No seu nono registo sonoro de longa duração, All Melody, Nils Frahm continua a revelar-se uma das figuras mais audazes de um universo musical peculiar que casa elementos de música clássica contemporânea, eletrónica e ambiente.

“A minha música consegue ser bastante pesada ao vivo – algumas pessoas desmaiam”, confessou ao The Guardian, em 2016, o músico e compositor alemão Nils Frahm. Em 2018, com All Melody, o seu mais recente álbum de estúdio, lançado em Janeiro passado, torna a pressionar cuidadosamente todos os botões que constituem a engrenagem emotiva da sua audiência. O álbum, gravado e trabalhado ao longo de dois anos num pequeno estúdio que remonta à década de cinquenta, situado na zona de Berlim onde em tempos reinou a RDA, é talvez o seu trabalho mais significante até à data. Segue-se a uma colaboração discreta com o autor e músico F.S. Blumm, traduzida no álbum de 2016, Tag Eins Tag Zwei, e a uma miríade de discos tão sóbrios como ambiciosos, como Felt, de 2011, no qual envolve as cordas do piano em tecido de forma a abafar o seu ruído, permitindo-lhe tocar durante a noite, Screws, de 2012, tocado integralmente com um polegar partido, ou Spaces, de 2013, que resulta de uma cuidadosa colagem de gravações fora de estúdio. Frahm é sempre, consistentemente, uma figura de uma ambição tremenda, mas talvez a sua maior das ambições seja aquela que sempre definiu o seu corpo de trabalho: uma vontade e um desejo imenso de unir dois mundos que parecem destinados a viver separados – o clássico e o eletrónico.

A música eletrónica, por muitos, é entendida como vivendo singularmente no espectro do automatismo, do objetivo, da precisão fria e concreta, despindo-a de qualquer tipo de pretensão emocional; a música clássica, por outro lado, é frequentemente colocada num lugar privilegiado no que toca à sua capacidade de acesso às emoções mais profundas do ser humano. Bach, Beethoven, Mozart, Debussy, ao longo de séculos e séculos, todos eles especialistas em escavar um lugar no fundo do coração humano, mexendo-lhe, virando-o do avesso, provocando a fúria, a angústia, o riso e a lágrima, e o seu veículo, claro, o universo da música clássica. Frahm cresceu rodeado de música, particularmente deste foro, na sua infância em Hamburgo; o seu pai, Klaus Frahm, era então fotógrafo associado à editora ECM Records, que, embora frequentemente mais associada com jazz, é responsável pela edição de alguns dos trabalhos de música clássica contemporânea mais importantes do século XX. Poisou os dedos nas teclas do piano de cauda em criança, e o seu interesse por texturas sonoras distintas levou-o a fazê-los tocar com a mesma paixão nos sintetizadores e nas drum machines. Se a música clássica foi o primeiro grande amor de Frahm, a música eletrónica, exibindo sedutoramente um enorme leque de possibilidades sonoras por explorar, foi a sua amante da qual nunca se soube desfazer.
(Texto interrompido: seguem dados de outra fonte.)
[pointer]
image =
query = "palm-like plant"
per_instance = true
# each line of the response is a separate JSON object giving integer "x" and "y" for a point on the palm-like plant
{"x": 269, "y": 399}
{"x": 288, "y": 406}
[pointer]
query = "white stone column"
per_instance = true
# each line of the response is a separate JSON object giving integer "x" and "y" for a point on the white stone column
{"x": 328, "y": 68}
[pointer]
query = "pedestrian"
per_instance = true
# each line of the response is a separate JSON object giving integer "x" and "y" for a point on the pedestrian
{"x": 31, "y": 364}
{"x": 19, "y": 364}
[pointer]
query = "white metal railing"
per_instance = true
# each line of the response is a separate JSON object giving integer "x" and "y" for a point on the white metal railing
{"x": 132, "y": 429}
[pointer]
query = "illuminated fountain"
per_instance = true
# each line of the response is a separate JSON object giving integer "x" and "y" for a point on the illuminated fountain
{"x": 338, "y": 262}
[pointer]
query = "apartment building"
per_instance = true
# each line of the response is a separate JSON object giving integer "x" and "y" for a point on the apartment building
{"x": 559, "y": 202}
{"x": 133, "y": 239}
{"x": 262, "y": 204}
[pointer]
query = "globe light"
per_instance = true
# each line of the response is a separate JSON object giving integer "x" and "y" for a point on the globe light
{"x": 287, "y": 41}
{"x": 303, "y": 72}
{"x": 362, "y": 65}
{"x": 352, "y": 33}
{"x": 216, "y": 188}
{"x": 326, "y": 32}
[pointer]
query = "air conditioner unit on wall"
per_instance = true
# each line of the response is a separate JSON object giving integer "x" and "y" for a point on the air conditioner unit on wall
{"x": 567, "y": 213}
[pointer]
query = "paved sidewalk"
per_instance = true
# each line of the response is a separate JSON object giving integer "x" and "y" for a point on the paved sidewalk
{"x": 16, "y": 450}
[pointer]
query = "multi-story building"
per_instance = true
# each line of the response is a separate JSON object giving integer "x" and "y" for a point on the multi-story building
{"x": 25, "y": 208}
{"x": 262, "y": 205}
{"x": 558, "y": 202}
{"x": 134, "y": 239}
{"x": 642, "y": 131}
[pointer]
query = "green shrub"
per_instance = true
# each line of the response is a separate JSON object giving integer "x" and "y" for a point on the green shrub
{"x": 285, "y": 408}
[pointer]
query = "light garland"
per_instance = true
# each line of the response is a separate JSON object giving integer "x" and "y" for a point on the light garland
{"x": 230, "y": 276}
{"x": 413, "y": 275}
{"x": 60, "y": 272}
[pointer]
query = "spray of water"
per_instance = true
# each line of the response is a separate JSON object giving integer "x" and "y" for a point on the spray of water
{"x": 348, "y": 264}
A união entre a paixão da música clássica e precisão do mundo eletrónico, o aparente calor de uma e a aparente frieza matemática de outro foi sempre a ambição primordial de Frahm, e talvez tenha conseguido não apenas aproximá-las, mas misturá-las de tal forma que se torna difícil separar o que pertence a cada mundo, de um modo perto do perfeito em All Melody (2018). E, assim, converte cuidadosamente o poder emotivo inerente ao mistério da música clássica às texturas da música eletrónica, todos eles misturados para construir as ferramentas necessárias de chegar ao coração, criando uma hora e pouco de música que parece, triunfalmente, confirmar que sim, o seu universo sonoro tem o poderio de mover a sua audiência ao extremo das suas capacidades, fazendo-a mesmo perder os sentidos. O tema que inicia a viagem, de nome “The Whole Universe Wants to Be Touched”, parece funcionar, assim, como uma espécie de aviso: prepare-se para se comover, porque sabemos que assim quer. E como queremos. Agora, é só fechar os olhos e ir recebendo a magia dos imponentes coros femininos de “A Place”, o acariciar de cordas de “Human Range”, ou os ritmos hipnotizantes da faixa título, até que chegue o fatídico mês de junho e que possamos ver o nosso coração a explodir dentro do nosso peito no Parque da Cidade, na próxima edição do NOS Primavera Sound.